Me: Can you repeat that? (Silence.)
Me: Oh no! SP, can you hear me?
SP: *laughs* It cut out for a second, ‘kay? Yeah, I can hear you guys now.
Me: Can you repeat what the phrase was?
SP: “Six of one, half a dozen of the other.” Which just basically means same difference.
Me: What would you use that for in like— like saying that for?
SP: I often contradict myself, all the time, with my thinking. And I’m a bit of an over thinker—and so I think, sometimes, that phrase can get me out of my rabbit hole when I’m like— I don’t know, thinking too deeply about something…
Me: Got it. And where did you learn this phrase from?
SP: Where did I learn that? I… (She thinks.) Learned it… *whispers* Fuck! I don’t know.
Me: That’s okay!
SP: It was a very common phrase back when my grandparents were young.

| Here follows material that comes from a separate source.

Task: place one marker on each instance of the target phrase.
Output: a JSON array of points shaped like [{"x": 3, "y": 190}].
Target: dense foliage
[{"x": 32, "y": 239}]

Me: Okay, uhm, who would you hear say this? Did your grandparents ever say it to you?
SP: Yeah, my grandfather did… My grandfather on my mom’s side when I was young… like six. And visit them, in the summers.
Me: And do you know why? Like, in what context he would say it?
SP: Usually… when we’re fighting about something. Or like the family is bickering. And it’s like…
Me: Ah, got it. Got it.
SP: “Same difference.” You know?
Me: “Same difference.”
Performed over a FaceTime call. One of my roommates friends, a high school senior. She is in her bedroom in Alameda, California.
This was especially interesting to me because I know the components of what is being said, but I didn’t understand them without the context given by the informant. According to her, this is more popular amongst older generations in America. I thought of it as a practical saying, but hearing how her grandfather used it to settle disputes and pacify family arguments really made it special. I can see why she uses it now in her personal life as a way of anchoring herself to reality and practicing mindfulness, and I’m glad she was able to find an emotional attachment to this piece of family folklore.